Transforms a spectrogram into a form that's useful for speech recognition.
Mel Frequency Cepstral Coefficients are a way of representing audio data that's been effective as an input feature for machine learning. They are created by taking the spectrum of a spectrogram (a 'cepstrum'), and discarding some of the higher frequencies that are less significant to the human ear. They have a long history in the speech recognition world, and https://en.wikipedia.org/wiki/Mel-frequency_cepstrum is a good resource to learn more.
Nested Classes
class | Mfcc.Options |
Optional attributes for
Mfcc
|
Constants
String | OP_NAME | The name of this op, as known by TensorFlow core engine |
Public Methods
Output < TFloat32 > |
asOutput
()
Returns the symbolic handle of the tensor.
|
static Mfcc | |
static Mfcc.Options |
dctCoefficientCount
(Long dctCoefficientCount)
|
static Mfcc.Options |
filterbankChannelCount
(Long filterbankChannelCount)
|
static Mfcc.Options |
lowerFrequencyLimit
(Float lowerFrequencyLimit)
|
Output < TFloat32 > |
output
()
|
static Mfcc.Options |
upperFrequencyLimit
(Float upperFrequencyLimit)
|
Inherited Methods
Constants
public static final String OP_NAME
The name of this op, as known by TensorFlow core engine
Public Methods
public Output < TFloat32 > asOutput ()
Returns the symbolic handle of the tensor.

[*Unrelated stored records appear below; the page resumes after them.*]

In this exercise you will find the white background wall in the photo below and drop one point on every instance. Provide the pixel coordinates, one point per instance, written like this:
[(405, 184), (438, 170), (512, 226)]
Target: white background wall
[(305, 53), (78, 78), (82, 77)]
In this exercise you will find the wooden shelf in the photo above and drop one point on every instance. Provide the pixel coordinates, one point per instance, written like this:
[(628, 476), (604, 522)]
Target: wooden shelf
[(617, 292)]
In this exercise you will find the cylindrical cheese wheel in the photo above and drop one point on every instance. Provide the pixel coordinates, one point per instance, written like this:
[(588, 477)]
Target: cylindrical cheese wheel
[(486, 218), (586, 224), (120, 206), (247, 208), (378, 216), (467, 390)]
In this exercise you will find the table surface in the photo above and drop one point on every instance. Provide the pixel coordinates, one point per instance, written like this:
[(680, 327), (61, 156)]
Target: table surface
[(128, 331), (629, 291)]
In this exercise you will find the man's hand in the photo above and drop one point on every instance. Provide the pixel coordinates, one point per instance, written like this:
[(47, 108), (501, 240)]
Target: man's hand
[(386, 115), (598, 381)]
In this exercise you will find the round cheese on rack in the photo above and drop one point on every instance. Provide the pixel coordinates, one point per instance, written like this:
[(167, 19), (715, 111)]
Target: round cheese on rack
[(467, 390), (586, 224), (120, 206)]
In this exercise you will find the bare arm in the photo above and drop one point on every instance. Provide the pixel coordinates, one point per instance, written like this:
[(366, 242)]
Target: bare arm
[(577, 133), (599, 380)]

Inputs to TensorFlow operations are outputs of another TensorFlow operation. This method is used to obtain a symbolic handle that represents the computation of the input.
public static Mfcc create ( Scope scope, Operand < TFloat32 > spectrogram, Operand < TInt32 > sampleRate, Options... options)
Factory method to create a class wrapping a new Mfcc operation.
Parameters
scope | current scope |
---|---|
spectrogram | Typically produced by the Spectrogram op, with magnitude_squared set to true. |
sampleRate | How many samples per second the source audio used. |
options | carries optional attributes values |
Returns
- a new instance of Mfcc
public static Mfcc.Options dctCoefficientCount (Long dctCoefficientCount)
Parameters
dctCoefficientCount | How many output channels to produce per time slice. |
---|
public static Mfcc.Options filterbankChannelCount (Long filterbankChannelCount)
Parameters
filterbankChannelCount | Resolution of the Mel bank used internally. |
---|
public static Mfcc.Options lowerFrequencyLimit (Float lowerFrequencyLimit)
Parameters
lowerFrequencyLimit | The lowest frequency to use when calculating the ceptstrum. |
---|
public static Mfcc.Options upperFrequencyLimit (Float upperFrequencyLimit)
Parameters
upperFrequencyLimit | The highest frequency to use when calculating the ceptstrum. |
---|